They may not have come as a huge surprise given the depth at this year’s training camp, but that doesn’t mean they were easy.
The Checkers aren’t used to dealing with the headaches caused by this year’s cuts. Just as the NHL’s work stoppage has resulted in increased talent in the AHL for the time being, the same will also be true of lower leagues, with only so many jobs to go around.
This time around, players who would be in the AHL to start any other season and were on track to do so as recently as a month ago, fell victim.
“It’s a trickle-down effect, and it’s unfortunate,” said Checkers coach Jeff Daniels. “You have a guy like (John) Muse who played really well for us last year, and that was a tough one. Then there’s (Justin) Shugg , a skilled guy that can score that also showed us something last year.
“The rest of them are just young guys that need to play, and this is the best thing for their development. When the lockout ends, we’ll want them to be ready to come up and help us.”
On the other side of the situation, a few players left standing after the Checkers trimmed their roster by seven players on Monday are also quite notable. First is goalie Dan Ellis, an NHL veteran who joined camp at the last minute on a tryout contract, and Victor Rask, a young but talented offensive prospect.
Ellis, 32, has won a position on the opening-night roster for the time being. Together with Justin Peters, he’ll form a tandem with experience at both the AHL and NHL levels. However, with no immediate change to his contract status, he’s not feeling a great deal different than he did prior to becoming one of the last two netminders on the roster.

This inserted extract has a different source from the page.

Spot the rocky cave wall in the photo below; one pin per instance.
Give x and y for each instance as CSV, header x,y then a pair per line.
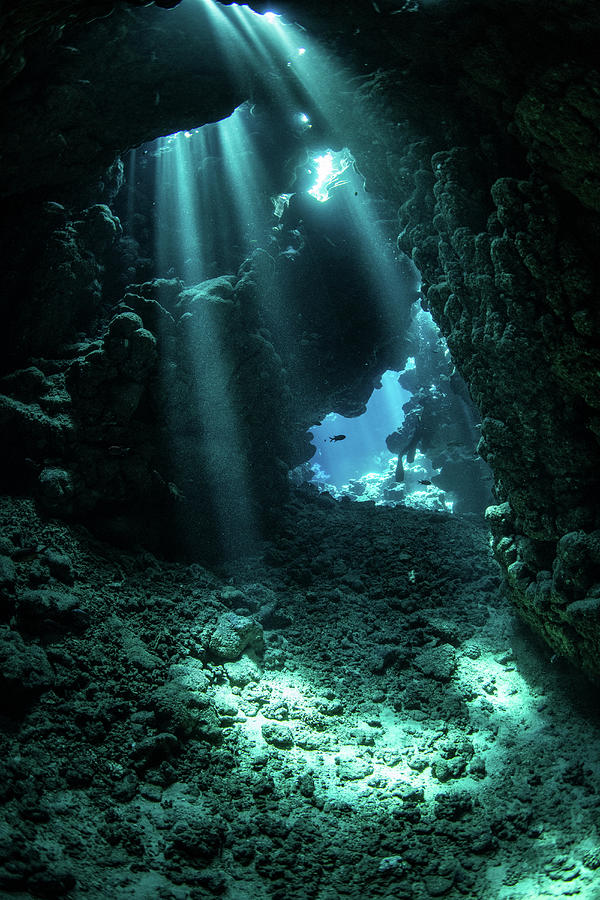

“The first step is to make the team out of camp, but overall nothing’s changed,” said Ellis, who stopped all 20 shots he faced in roughly 30 minutes of exhibition play on Sunday. “It’s still a tryout contract, and those are pretty easy to rip up.”
That will be a new situation for Ellis, who’s had a standard contract ever since leaving the University of Nebraska-Omaha in 2003. While there’s naturally some added pressure, he said that could actually be a good thing.
“There’s no security to it, but it has a weird way of preparing you in a way a regular contract doesn’t,” said Ellis, who was unable to find another NHL team after the Anaheim Ducks allowed him to depart following an injury-riddled season. “It forces you to do all the little things right, and there’s actually a lot of good benefits to it. It makes you be a better athlete, and could be what I need to kick start my career.”
Ellis can at least go through the week knowing he’ll be on a plane headed toward Houston for the regular-season opener this Saturday, which isn’t something Rask can say. The 19-year-old center, who was the youngest player at this year’s camp, knows that, despite making the final 24, he could be headed back to his junior team in Calgary at any time.
“I have no idea what’s going to happen,” said Rask, who scored in the second red-white scrimmage last week and added another in Sunday’s exhibition win over Norfolk. “Since I came here it’s been like that, and it’s just something I have to learn to live with.
“It’s been a good ride so far, and I just have to keep working hard and doing my best.”
Given the depth at this year’s camp, particularly at center, Rask said he didn’t have firm expectations to stick around this long, but has adjusted well with the help of teammates, particularly another young European in defenseman Rasmus Rissanen. Beginning at Sunday’s game and continuing to Tuesday’s practice, he was in what should be a prominent scoring spot between returning veterans Drayson Bowman and Jerome Samson.
“You always have goals and my goal was to make the team,” said Rask. “There are still a lot of guys here, and I’m just going to keep doing my best.”
Daniels said that a decision on Rask and perhaps others would be made in the coming days.
“It’s a free look at him,” said Daniels of the Carolina Hurricanes’ second-round pick in 2011. “There’s no real deadline on when we have to do anything, so we’ll take it day-by-day.”
In the meantime, Daniels said his team will continue to work after what he described as an “OK” performance in Norfolk over the weekend. The team split two games with the Admirals and by all accounts played much better in Sunday’s 4-3 win than in Saturday’s 3-0 loss.
“It’s a process,” said Daniels. “There were some good things and some bad things. We threw a lot at these guys in terms of learning new systems last week, and we’ll spend more time hammering that home and working on power play and penalty kill.”